Un père d’origine russe, éleveur de vaches et de chèvres, et une mère professeur d’anglais d’origine écossaise, il grandit entouré de ses cinq frères et soeurs dans la ferme familiale des Pyrénées ariégeoises. Dans cette bulle isolée en pleine montagne, le tout jeune Benjamin mène une existence de liberté, au contact de la nature, mais avec ses obligations, notamment celles d’aider dès son plus jeune âge aux travaux de l’exploitation et au soin des bêtes.
« J’ai ainsi grandi les pieds sur terre et même “dans la terre” et assimilé très tôt et de manière empirique ce que j’appelle les notions de choses vraies : le feu brûle, l’eau mouille et un coup de marteau sur les doigts fait mal », confie-t-il en souriant.
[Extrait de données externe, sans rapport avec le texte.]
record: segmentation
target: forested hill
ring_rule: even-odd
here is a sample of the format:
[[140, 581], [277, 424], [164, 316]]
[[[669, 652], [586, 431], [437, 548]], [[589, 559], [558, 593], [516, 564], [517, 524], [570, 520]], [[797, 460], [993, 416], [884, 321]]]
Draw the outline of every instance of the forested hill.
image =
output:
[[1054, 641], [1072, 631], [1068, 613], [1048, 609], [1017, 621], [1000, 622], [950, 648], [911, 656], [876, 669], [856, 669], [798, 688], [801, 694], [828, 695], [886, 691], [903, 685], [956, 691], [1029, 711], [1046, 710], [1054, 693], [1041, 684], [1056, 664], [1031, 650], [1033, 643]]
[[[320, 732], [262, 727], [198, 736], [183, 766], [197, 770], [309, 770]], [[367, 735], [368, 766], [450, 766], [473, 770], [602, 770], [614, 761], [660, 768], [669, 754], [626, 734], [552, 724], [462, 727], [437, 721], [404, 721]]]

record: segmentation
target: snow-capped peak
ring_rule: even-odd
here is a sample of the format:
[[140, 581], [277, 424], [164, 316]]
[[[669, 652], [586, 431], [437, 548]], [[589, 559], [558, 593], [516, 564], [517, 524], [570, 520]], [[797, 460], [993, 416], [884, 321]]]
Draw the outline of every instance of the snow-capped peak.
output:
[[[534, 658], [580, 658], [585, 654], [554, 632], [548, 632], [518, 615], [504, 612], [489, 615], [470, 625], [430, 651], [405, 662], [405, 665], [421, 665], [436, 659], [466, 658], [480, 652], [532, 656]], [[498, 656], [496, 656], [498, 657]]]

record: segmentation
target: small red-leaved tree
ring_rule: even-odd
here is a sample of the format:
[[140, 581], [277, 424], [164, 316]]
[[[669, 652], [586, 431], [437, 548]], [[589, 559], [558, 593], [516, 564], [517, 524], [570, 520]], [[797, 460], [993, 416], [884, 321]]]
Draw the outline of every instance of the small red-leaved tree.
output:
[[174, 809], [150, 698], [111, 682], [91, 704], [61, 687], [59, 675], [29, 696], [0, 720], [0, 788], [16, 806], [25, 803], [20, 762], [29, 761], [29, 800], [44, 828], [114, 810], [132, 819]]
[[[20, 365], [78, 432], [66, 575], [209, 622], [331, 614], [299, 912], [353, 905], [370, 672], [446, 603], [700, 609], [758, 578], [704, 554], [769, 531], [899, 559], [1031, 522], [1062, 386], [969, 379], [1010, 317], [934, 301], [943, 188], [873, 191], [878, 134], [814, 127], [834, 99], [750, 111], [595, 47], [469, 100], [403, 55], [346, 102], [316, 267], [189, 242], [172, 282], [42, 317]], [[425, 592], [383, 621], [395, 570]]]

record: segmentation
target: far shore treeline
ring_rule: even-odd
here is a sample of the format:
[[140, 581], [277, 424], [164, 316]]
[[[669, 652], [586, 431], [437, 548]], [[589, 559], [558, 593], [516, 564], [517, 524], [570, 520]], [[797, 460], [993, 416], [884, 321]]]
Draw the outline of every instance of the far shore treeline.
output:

Sur son temps libre, son père, passionné par les spectacles de rue, a fait de la fratrie une vraie petite troupe et emmène régulièrement son monde se produire en public au gré des fêtes environnantes. Benjamin Aillaud apprend ainsi très tôt à aimer le jonglage, les acrobaties et l’ambiance des représentations.
Avec ses premiers cachets, à seulement 6 ans et demi, Benjamin Aillaud concrétise alors un rêve ; l’achat de son premier cheval, Apache. Avec lui, et les nombreux équidés qu’il ne cessera dès lors d’acquérir, il va apprendre en autodidacte les fondamentaux de la relation et du travail avec un cheval. « Je n’avais aucune connaissance spécifique sur les chevaux mais, ayant grandi au contact d’autres bêtes, j’avais mon bon sens, ma sensibilité et des facilités de communication. Inspiré par les livres de cowboys et d’Indiens, je montais tous les jours et pour la plupart de mes déplacements, y compris pour aller à l’école », se souvient-il. Dans ces jeux d’enfant, tout est prétexte à tenter de nouvelles expériences et renforcer la complicité avec sa monture : traverser des cols d’altitude lors d’expéditions en montagne, coucher le cheval dans un fossé pour se cacher (des Indiens !), traverser une rivière et la gestion d’un attelage pour déplacer des billes de bois. « C’est aussi à cette époque, en m’essayant au ski joëring avec un harnais de fortune bricolé, avec lequel j’avais eu la mauvaise idée de m’attacher, que, traîné dans la neige et presque assommé à force de me cogner contre les troncs après une chute prévisible, j’ai appris les règles fondamentales et les dangers de l’attelage. Une leçon qui me sert encore aujourd’hui. ».